While I was cooking this dish, I was doubtful since certain parts of the recipe seemed to not be going so well (see comments about cutting the sausages when they are raw), but I really loved eating it.
I made a bunch of modifications to this recipe:
- I used Italian Butter Beans (the same type as in this post), instead of the recommended flageolet or haricot beans. Since I only had time to soak my beans for 6 hours, they took forever (2.5 hours!) to cook. So, instead of adding the beans as recommended in the last 25 minutes of cooking, I added the beans to the stew at the same time as the stock and Madeira, so that the beans got an additional 50 minutes of simmering.
- I only used 1 onion, since 3 onions seemed like a lot. While the beans were cooking, I took the time to really slowly cook the onion pieces until it was almost caramelized (45 minutes of cooking).
- I used 4 garlic cloves, because an extra clove broke off from the head when I was removing the suggested 3 cloves.
- I removed the onions from the pan before browning the sausages. I browned the sausages in two batches because my pot wasn't big enough for all the sausages. After browning them, I drained the excess oil from the pot before adding the other ingredients.
- I used granny smith apples for my dessert apples. I soaked the apples in some water with a little bit of lemon juice after peeling, coring, and quartering them, until I was ready to cook them.
- I used a mixture of chicken stock and the bean cooking liquid instead of just chicken stock. The bean cooking liquid was very flavorful, and I think it helped to give additional body to the stew.

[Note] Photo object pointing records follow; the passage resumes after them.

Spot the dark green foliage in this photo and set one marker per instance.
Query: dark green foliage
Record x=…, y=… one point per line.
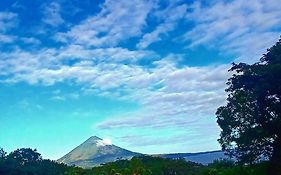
x=26, y=161
x=146, y=165
x=251, y=120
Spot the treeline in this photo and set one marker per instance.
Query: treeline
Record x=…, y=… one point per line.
x=26, y=161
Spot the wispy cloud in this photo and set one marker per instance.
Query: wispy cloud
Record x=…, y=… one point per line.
x=240, y=27
x=170, y=16
x=116, y=22
x=52, y=14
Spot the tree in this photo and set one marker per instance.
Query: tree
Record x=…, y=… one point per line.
x=2, y=153
x=251, y=119
x=25, y=155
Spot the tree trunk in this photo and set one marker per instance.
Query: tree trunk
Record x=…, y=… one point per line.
x=275, y=160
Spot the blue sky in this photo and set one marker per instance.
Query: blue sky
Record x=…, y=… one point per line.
x=146, y=74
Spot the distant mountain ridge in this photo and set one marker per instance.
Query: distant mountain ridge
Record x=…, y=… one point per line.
x=90, y=153
x=93, y=152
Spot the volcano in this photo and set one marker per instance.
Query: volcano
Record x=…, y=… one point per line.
x=94, y=152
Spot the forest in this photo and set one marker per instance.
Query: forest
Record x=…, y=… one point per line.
x=26, y=161
x=250, y=125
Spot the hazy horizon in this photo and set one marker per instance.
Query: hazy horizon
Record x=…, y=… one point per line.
x=146, y=75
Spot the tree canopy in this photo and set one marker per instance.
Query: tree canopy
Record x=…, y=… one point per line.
x=251, y=119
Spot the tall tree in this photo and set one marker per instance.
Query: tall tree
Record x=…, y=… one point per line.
x=251, y=119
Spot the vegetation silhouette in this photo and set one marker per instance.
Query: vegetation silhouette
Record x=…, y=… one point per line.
x=26, y=161
x=251, y=131
x=251, y=120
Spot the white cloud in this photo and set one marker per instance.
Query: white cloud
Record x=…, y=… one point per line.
x=51, y=14
x=171, y=15
x=7, y=20
x=116, y=22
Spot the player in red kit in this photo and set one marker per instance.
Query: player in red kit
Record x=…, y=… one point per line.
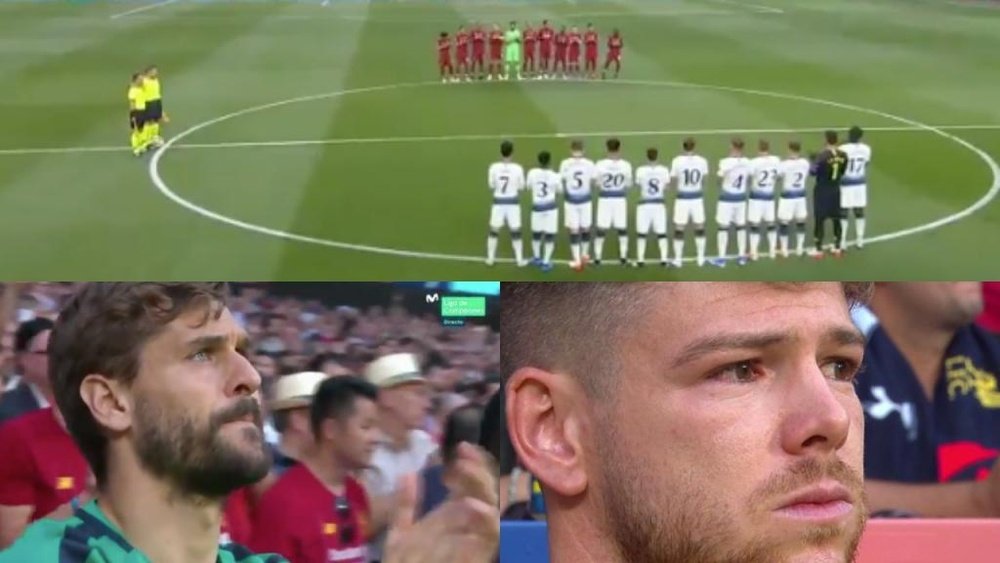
x=545, y=36
x=575, y=41
x=615, y=45
x=478, y=51
x=562, y=45
x=462, y=53
x=444, y=57
x=530, y=43
x=496, y=50
x=590, y=39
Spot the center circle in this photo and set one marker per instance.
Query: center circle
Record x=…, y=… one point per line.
x=164, y=189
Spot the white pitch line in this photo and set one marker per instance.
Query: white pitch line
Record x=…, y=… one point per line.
x=142, y=9
x=487, y=137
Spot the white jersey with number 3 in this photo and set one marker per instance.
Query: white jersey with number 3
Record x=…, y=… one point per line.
x=506, y=181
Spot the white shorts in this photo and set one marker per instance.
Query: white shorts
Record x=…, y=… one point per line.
x=545, y=221
x=508, y=214
x=792, y=209
x=579, y=216
x=729, y=213
x=689, y=211
x=760, y=211
x=854, y=196
x=612, y=213
x=651, y=217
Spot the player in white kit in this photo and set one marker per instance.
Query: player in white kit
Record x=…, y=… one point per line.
x=614, y=178
x=792, y=205
x=690, y=169
x=545, y=185
x=760, y=214
x=653, y=180
x=577, y=173
x=854, y=184
x=506, y=180
x=731, y=213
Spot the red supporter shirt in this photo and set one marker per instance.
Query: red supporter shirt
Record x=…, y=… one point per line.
x=615, y=44
x=296, y=518
x=545, y=36
x=444, y=48
x=237, y=526
x=478, y=40
x=42, y=466
x=990, y=318
x=496, y=43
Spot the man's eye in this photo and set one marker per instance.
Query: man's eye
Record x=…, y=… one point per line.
x=739, y=372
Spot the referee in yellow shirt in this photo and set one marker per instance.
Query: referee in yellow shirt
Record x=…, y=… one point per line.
x=137, y=115
x=154, y=104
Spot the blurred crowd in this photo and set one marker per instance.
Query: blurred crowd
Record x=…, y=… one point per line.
x=432, y=382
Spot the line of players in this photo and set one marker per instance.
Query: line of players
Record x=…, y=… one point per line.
x=546, y=53
x=747, y=198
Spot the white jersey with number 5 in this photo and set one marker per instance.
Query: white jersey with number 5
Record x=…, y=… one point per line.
x=732, y=208
x=794, y=173
x=690, y=170
x=854, y=184
x=506, y=181
x=653, y=180
x=614, y=178
x=765, y=176
x=544, y=184
x=577, y=173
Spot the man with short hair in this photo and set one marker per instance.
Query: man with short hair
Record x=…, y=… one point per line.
x=689, y=421
x=31, y=341
x=932, y=410
x=403, y=448
x=318, y=511
x=156, y=389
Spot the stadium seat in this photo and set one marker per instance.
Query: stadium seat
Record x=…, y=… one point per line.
x=900, y=541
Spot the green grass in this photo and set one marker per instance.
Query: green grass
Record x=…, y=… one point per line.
x=346, y=171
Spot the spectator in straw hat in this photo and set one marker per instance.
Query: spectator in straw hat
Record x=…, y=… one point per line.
x=404, y=448
x=290, y=400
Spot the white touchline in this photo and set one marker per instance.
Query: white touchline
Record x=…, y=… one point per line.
x=488, y=137
x=142, y=9
x=154, y=172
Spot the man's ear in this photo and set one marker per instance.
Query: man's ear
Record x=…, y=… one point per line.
x=545, y=421
x=111, y=403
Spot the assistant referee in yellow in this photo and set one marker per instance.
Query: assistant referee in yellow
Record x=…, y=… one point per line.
x=154, y=104
x=137, y=115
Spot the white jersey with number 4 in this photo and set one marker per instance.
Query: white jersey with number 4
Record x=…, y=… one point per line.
x=794, y=173
x=651, y=215
x=732, y=208
x=577, y=173
x=764, y=170
x=545, y=185
x=614, y=178
x=854, y=184
x=506, y=181
x=690, y=170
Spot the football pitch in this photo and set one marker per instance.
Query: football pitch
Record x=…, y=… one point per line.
x=314, y=141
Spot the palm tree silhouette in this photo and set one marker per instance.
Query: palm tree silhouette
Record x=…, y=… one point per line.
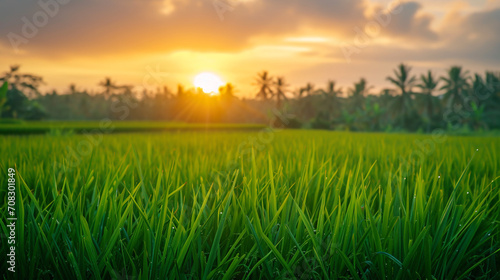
x=109, y=86
x=331, y=93
x=456, y=86
x=280, y=89
x=308, y=89
x=402, y=106
x=357, y=94
x=429, y=103
x=264, y=82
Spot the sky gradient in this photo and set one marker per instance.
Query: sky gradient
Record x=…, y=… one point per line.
x=165, y=42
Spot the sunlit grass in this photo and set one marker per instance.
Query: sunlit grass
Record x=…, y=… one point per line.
x=303, y=204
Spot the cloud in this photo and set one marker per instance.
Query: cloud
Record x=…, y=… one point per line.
x=119, y=26
x=407, y=21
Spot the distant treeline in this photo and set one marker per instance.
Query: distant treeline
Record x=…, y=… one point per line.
x=457, y=100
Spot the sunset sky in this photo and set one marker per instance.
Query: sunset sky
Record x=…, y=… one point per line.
x=148, y=43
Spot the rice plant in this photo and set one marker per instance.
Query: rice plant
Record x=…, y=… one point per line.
x=254, y=205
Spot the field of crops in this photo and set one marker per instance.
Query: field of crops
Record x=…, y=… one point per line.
x=254, y=205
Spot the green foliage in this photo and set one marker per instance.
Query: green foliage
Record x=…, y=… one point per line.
x=306, y=205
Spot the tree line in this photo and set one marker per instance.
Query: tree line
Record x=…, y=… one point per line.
x=412, y=103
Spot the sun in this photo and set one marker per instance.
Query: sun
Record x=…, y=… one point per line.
x=208, y=82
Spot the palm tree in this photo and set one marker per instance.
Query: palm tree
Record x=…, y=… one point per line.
x=280, y=89
x=357, y=94
x=403, y=80
x=428, y=102
x=402, y=106
x=109, y=86
x=308, y=89
x=331, y=94
x=25, y=84
x=264, y=82
x=456, y=86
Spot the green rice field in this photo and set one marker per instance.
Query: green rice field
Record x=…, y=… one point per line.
x=259, y=204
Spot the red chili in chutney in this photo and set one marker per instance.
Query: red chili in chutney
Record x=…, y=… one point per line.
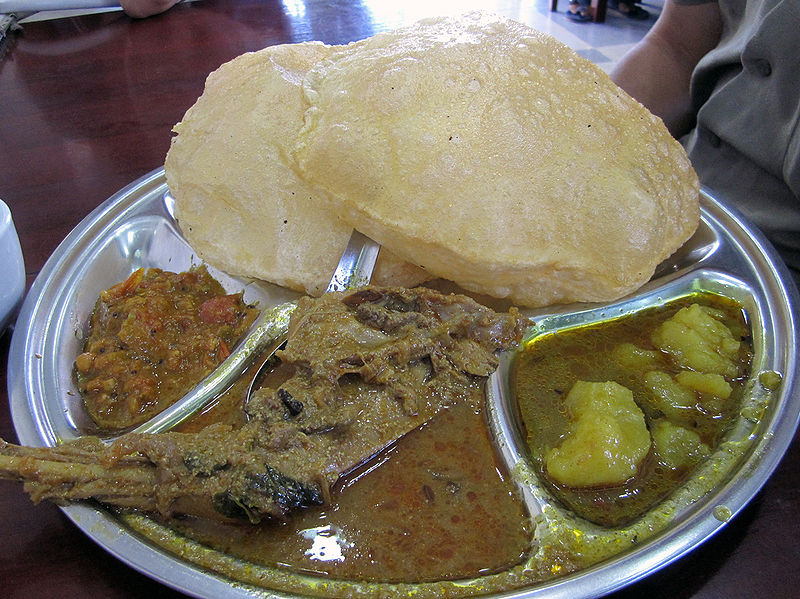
x=151, y=338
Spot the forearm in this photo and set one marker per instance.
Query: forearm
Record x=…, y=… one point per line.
x=657, y=71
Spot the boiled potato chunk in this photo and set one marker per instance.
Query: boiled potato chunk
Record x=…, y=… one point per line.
x=607, y=437
x=634, y=358
x=669, y=394
x=676, y=446
x=698, y=341
x=705, y=383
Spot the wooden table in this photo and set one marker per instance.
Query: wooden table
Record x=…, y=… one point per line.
x=86, y=107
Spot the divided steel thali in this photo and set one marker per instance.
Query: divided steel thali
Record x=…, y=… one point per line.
x=87, y=106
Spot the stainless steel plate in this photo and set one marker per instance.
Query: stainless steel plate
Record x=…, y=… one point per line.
x=135, y=228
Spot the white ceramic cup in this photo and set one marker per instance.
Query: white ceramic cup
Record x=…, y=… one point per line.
x=12, y=268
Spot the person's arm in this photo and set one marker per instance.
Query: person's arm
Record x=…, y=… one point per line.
x=658, y=69
x=145, y=8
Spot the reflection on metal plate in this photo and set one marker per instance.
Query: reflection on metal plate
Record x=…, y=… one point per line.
x=136, y=227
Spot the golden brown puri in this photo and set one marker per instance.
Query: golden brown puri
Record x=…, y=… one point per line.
x=479, y=149
x=238, y=202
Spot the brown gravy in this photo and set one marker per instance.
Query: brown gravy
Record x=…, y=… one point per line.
x=434, y=506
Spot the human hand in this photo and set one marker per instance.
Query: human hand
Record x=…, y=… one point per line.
x=139, y=9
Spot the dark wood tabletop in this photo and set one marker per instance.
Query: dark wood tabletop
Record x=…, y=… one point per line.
x=86, y=107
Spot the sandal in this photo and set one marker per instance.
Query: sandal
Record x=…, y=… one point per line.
x=580, y=15
x=630, y=10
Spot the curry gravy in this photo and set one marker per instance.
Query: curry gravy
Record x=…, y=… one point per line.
x=418, y=512
x=551, y=365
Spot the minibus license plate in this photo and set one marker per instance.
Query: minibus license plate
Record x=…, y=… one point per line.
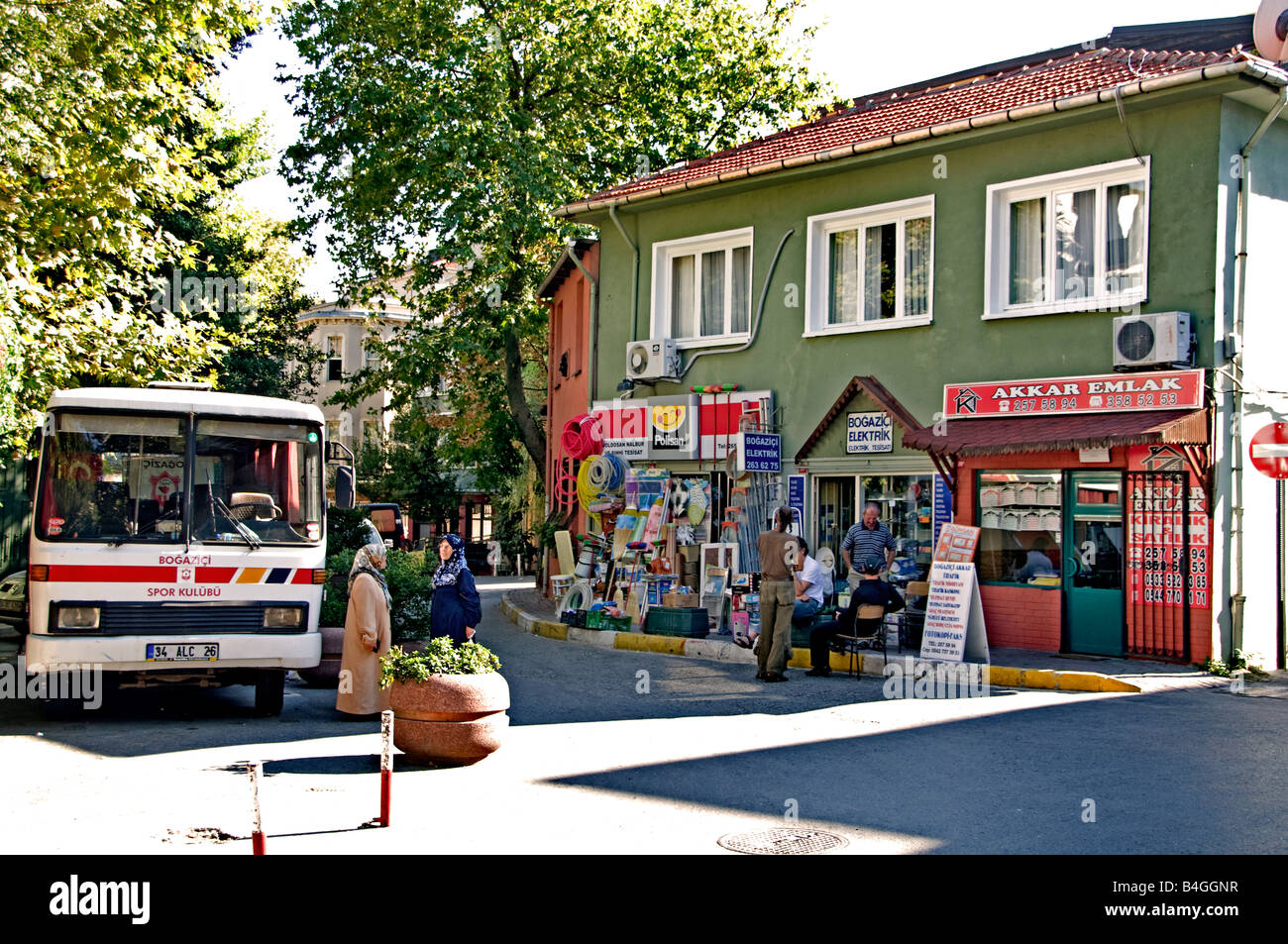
x=183, y=652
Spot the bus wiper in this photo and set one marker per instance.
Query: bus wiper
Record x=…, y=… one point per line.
x=218, y=504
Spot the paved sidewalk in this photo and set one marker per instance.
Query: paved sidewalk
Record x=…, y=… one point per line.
x=1009, y=669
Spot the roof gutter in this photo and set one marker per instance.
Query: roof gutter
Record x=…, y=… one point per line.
x=1235, y=393
x=1253, y=68
x=593, y=326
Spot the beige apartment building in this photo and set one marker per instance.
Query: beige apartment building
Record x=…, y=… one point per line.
x=343, y=334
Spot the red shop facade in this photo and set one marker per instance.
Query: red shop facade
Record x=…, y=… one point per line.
x=1094, y=506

- The dish should be served as a stew with a fork and knife. It is awkward to serve this in soup bowls (as I tried to when I first set it out), because the pieces are too big to eat with just a spoon. The best way to serve this is on a plate drizzled around some sort of carbohydrate (I used couscous, but I assume mashed potatoes would be good here) which has been piled on the side (see picture).
- I forgot to add the black pepper.
- The liquid in my stew didn't reduce very much. However, it still had good body from the cooked flour and the bean cooking liquid.
Next time here are some modifications that I would make:
- I would halve the recipe. My stock pot wasn't big enough for this recipe, so I recommend halving the recipe just so it will fit in my oval Le Creuset French oven, or perhaps using my larger cast iron Dutch oven next time. The entire recipe fed two of us for nearly 4 days.
- Slate's books, "Tender" and "Ripe", are beautifully written and photographed; the flavors in his recipes are often well chosen, warm and cosy, and fill you with longing, however sometimes I get frustrated with how "rustic" they are. For example, in this recipe the sausages should not be cut into short lengths when they are raw; I knew this was odd but I followed the recipe anyways just to see what would happen. Of course, the cut ends bloated in an unattractive bloated way; Slate may not care about this since he likes things to be rustic and simple, but I think you should brown them whole, and then cut them or even wait to cut them until halfway through the simmering (at 25 minutes). This is because raw sausages tend to bloat unattractively when they are cut. If they are cut after they are partially cooked, then they will keep a clean crisp edge.